Question

Prove :


`\large{ \tt{ (1)/( \sec \alpha + 1 ) - \frac{ \cos\alpha }{ { \sin^(2) \alpha } } = \frac{ \cos \alpha }{ { \sin}^(2) \alpha } - (1)/( \sec \alpha - 1) }}`
*Irrelevant / Random answers will be reported!​

Answer 1

See Below.

Explanation:

We want to verify the equation:

`\displaystyle (1)/(\sec\alpha+1)-(\cos\alpha)/(\sin^2\alpha)=(\cos\alpha )/(\sin^2\alpha )-(1)/(\sec\alpha -1)`

We can convert sec(α) to 1 / cos(α):

`\displaystyle (1)/(1/\cos\alpha+1)-(\cos\alpha)/(\sin^2\alpha)=(\cos\alpha )/(\sin^2\alpha )-(1)/(\sec\alpha -1)`

Multiply both layers of the first fraction by cos(α):

`\displaystyle (\cos\alpha)/(1+\cos\alpha)-(\cos\alpha)/(\sin^2\alpha)=(\cos\alpha )/(\sin^2\alpha )-(1)/(\sec\alpha -1)`

Create a common denominator.

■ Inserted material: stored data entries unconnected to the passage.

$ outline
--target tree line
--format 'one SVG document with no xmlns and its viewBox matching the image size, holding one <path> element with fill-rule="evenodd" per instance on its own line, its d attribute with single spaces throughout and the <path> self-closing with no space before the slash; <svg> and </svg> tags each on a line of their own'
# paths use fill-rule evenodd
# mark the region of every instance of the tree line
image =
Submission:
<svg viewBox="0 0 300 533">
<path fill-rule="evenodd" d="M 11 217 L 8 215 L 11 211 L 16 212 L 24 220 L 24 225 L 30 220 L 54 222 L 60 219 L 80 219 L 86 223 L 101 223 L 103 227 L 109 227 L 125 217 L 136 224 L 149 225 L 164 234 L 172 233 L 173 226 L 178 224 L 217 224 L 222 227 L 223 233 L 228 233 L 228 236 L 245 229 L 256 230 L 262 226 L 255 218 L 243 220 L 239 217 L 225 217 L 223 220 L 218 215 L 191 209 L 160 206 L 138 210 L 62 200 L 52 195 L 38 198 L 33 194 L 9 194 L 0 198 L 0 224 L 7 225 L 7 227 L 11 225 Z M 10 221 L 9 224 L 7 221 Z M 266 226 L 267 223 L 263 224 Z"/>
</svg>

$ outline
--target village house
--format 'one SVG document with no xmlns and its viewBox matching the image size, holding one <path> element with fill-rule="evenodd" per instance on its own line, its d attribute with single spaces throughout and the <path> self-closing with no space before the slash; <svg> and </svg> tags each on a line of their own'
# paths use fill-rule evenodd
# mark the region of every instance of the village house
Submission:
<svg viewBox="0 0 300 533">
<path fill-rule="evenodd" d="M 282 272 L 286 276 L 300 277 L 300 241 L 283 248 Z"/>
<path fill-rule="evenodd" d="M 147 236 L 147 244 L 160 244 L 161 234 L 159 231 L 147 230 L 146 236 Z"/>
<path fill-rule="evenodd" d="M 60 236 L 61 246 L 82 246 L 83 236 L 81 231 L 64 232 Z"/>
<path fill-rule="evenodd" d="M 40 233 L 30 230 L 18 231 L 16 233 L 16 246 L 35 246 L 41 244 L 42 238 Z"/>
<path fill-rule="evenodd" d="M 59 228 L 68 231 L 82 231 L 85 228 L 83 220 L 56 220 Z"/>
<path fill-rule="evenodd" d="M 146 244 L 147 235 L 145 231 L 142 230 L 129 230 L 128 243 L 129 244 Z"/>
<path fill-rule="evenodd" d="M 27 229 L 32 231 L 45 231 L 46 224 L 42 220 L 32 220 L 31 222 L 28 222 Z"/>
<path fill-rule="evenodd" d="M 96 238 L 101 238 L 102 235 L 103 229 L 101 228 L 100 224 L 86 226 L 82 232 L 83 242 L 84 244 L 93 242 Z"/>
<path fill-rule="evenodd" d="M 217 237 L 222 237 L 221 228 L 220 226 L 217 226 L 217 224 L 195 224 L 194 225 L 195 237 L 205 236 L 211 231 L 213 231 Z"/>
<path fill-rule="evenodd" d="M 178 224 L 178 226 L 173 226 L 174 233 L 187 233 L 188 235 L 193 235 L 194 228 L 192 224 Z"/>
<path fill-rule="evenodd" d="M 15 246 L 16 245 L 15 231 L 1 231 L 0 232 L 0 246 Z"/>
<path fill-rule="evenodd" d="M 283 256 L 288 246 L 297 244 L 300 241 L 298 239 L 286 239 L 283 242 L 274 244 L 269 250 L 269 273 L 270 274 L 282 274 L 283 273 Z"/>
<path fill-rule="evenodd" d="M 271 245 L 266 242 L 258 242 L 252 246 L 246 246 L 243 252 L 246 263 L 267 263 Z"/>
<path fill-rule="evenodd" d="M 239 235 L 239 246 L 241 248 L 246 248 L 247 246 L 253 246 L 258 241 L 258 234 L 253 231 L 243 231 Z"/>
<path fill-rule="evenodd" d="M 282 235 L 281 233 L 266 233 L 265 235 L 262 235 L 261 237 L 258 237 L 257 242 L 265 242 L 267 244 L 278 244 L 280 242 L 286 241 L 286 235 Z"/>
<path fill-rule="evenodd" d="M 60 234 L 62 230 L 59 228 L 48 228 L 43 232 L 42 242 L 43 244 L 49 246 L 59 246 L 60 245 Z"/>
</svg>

We can multiply the first fraction by (1 - cos(α)):

`\displaystyle (\cos\alpha(1-\cos\alpha))/((1+\cos\alpha)(1-\cos\alpha))-(\cos\alpha)/(\sin^2\alpha)=(\cos\alpha )/(\sin^2\alpha )-(1)/(\sec\alpha -1)`

Simplify:

`\displaystyle (\cos\alpha(1-\cos\alpha))/(1-\cos^2\alpha)-(\cos\alpha)/(\sin^2\alpha)=(\cos\alpha )/(\sin^2\alpha )-(1)/(\sec\alpha -1)`

From the Pythagorean Identity, we know that cos²(α) + sin²(α) = 1 or equivalently, 1 - cos²(α) = sin²(α). Substitute:

`\displaystyle (\cos\alpha(1-\cos\alpha))/(\sin^2\alpha)-(\cos\alpha)/(\sin^2\alpha)=(\cos\alpha )/(\sin^2\alpha )-(1)/(\sec\alpha -1)`

Subtract:

`\displaystyle (\cos\alpha(1-\cos\alpha)-\cos\alpha)/(\sin^2\alpha)=(\cos\alpha)/(\sin^2\alpha)-(1)/(\sec\alpha-1)`

Distribute:

`\displaystyle (\cos\alpha-\cos^2\alpha-\cos\alpha)/(\sin^2\alpha)=(\cos\alpha)/(\sin^2\alpha)-(1)/(\sec\alpha-1)`

Rewrite:

`\displaystyle ((\cos\alpha)-(\cos^2\alpha+\cos\alpha))/(\sin^2\alpha)=(\cos\alpha)/(\sin^2\alpha)-(1)/(\sec\alpha-1)`

Split:

`\displaystyle (\cos\alpha)/(\sin^2\alpha)-(\cos^2\alpha+\cos\alpha)/(\sin^2\alpha)=(\cos\alpha)/(\sin^2\alpha)-(1)/(\sec\alpha-1)`

Factor the second fraction, and substitute sin²(α) for 1 - cos²(α):

`\displaystyle (\cos\alpha)/(\sin^2\alpha)-(\cos\alpha(\cos\alpha+1))/(1-\cos^2\alpha)=(\cos\alpha)/(\sin^2\alpha)-(1)/(\sec\alpha-1)`

Factor:

`\displaystyle (\cos\alpha)/(\sin^2\alpha)-(\cos\alpha(\cos\alpha+1))/((1-\cos\alpha)(1+\cos\alpha))=(\cos\alpha)/(\sin^2\alpha)-(1)/(\sec\alpha-1)`

Cancel:

`\displaystyle (\cos\alpha)/(\sin^2\alpha)-(\cos\alpha)/((1-\cos\alpha))=(\cos\alpha)/(\sin^2\alpha)-(1)/(\sec\alpha-1)`

Divide the second fraction by cos(α):

`\displaystyle (\cos\alpha)/(\sin^2\alpha)-(1)/(\sec\alpha-1)=\displaystyle (\cos\alpha)/(\sin^2\alpha)-(1)/(\sec\alpha-1)`

Hence proven.